Credit: Yakobson Research Group/Rice University

The Rice lab of theoretical physicist Boris Yakobson and colleagues at Oak Ridge National Laboratory are combining theory and experimentation to prove it's possible to give 2-D materials specific defects, especially atomic-scale seams called grain boundaries. These boundaries may be used to enhance the materials' electronic, magnetic, mechanical, catalytic and optical properties.

The key is introducing curvature to the landscape that constrains the way defects propagate. The researchers call this "tilt grain boundary topology," and they achieve it by growing their materials onto a topographically curved substrate -- in this case, a cone. The angle of the cone dictates if, what kind and where the boundaries appear.

The research is the subject of a paper in the American Chemical Society journal ACS Nano.

Grain boundaries are the borders that appear in a material where edges meet in a mismatch. These boundaries are a series of defects; for example, when two sheets of hexagonal graphene meet at an angle, the carbon atoms compensate for it by forming nonhexagonal (five- or seven-member) rings.

Yakobson and his team have already demonstrated that these boundaries can be electronically significant. They can, for instance, turn perfectly conducting graphene into a semiconductor. In some cases, the boundary itself may be a conductive subnanoscale wire or take on magnetic properties.

But until now researchers had little control over where those boundaries would appear when growing graphene, molybdenum disulfide or other 2-D materials by chemical vapor deposition.

The theory developed at Rice showed growing 2-D material on a cone would force the boundaries to appear in certain places. The width of the cone controlled the placement and, more importantly, the tilt angle, a crucial parameter in tuning the materials' electronic and magnetic properties, Yakobson said.

Experimental collaborators from Oak Ridge led by co-author David Geohegan provided evidence backing key aspects of the theory. They achieved this by growing tungsten disulfide onto small cones similar to those in Rice's computer models.
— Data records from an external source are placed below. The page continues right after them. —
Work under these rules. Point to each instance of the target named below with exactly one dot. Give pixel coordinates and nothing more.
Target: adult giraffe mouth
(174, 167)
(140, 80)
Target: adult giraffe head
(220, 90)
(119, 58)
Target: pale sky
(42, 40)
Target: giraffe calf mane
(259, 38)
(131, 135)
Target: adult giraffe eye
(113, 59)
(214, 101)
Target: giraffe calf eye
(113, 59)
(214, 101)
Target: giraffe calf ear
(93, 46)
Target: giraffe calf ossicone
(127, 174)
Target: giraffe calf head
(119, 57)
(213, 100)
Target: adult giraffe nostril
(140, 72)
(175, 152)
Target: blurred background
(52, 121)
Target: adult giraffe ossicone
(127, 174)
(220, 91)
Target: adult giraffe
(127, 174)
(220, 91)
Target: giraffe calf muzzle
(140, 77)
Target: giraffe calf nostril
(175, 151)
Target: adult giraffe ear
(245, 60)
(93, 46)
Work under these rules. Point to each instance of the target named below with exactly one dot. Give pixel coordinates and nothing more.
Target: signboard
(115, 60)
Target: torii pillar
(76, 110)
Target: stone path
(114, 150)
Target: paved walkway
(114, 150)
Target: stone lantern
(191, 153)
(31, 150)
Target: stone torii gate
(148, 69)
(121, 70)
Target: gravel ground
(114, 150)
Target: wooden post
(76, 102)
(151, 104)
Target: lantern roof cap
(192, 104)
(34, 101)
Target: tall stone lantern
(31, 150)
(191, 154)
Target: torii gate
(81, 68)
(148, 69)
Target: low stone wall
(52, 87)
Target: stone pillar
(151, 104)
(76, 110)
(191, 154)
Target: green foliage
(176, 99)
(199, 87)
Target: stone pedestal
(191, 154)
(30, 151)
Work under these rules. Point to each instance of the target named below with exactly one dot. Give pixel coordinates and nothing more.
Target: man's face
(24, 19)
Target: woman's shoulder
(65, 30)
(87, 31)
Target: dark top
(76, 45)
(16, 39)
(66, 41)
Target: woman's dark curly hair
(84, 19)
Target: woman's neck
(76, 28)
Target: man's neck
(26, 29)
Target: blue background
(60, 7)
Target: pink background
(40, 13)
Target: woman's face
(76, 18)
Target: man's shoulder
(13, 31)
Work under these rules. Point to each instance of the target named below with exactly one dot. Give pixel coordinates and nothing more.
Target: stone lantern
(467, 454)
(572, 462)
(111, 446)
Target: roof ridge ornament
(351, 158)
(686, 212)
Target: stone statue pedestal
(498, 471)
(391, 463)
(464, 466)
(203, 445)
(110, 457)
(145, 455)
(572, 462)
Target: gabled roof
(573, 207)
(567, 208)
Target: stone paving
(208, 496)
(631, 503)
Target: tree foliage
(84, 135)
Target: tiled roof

The boundaries that appeared in the real materials matched those predicted by theory.

"The nonplanar shape of the substrate forces the 2-D crystal to grow in a curved 'non-Euclidian' space," Yakobson said. "This strains the crystal, which occasionally yields by giving a way to the seams, or grain boundaries. It's no different from the way a tailor would add a seam to a suit or a dress to fit a curvy customer."

Modeling cones of different widths also revealed a "magic cone" of 38.9 degrees upon which growing a 2-D material would leave no grain boundary at all.

The Rice team extended its theory to see what would happen if the cones sat on a plane. They predicted how grain boundaries would form over the entire surface, and again, Oak Ridge experiments confirmed their results.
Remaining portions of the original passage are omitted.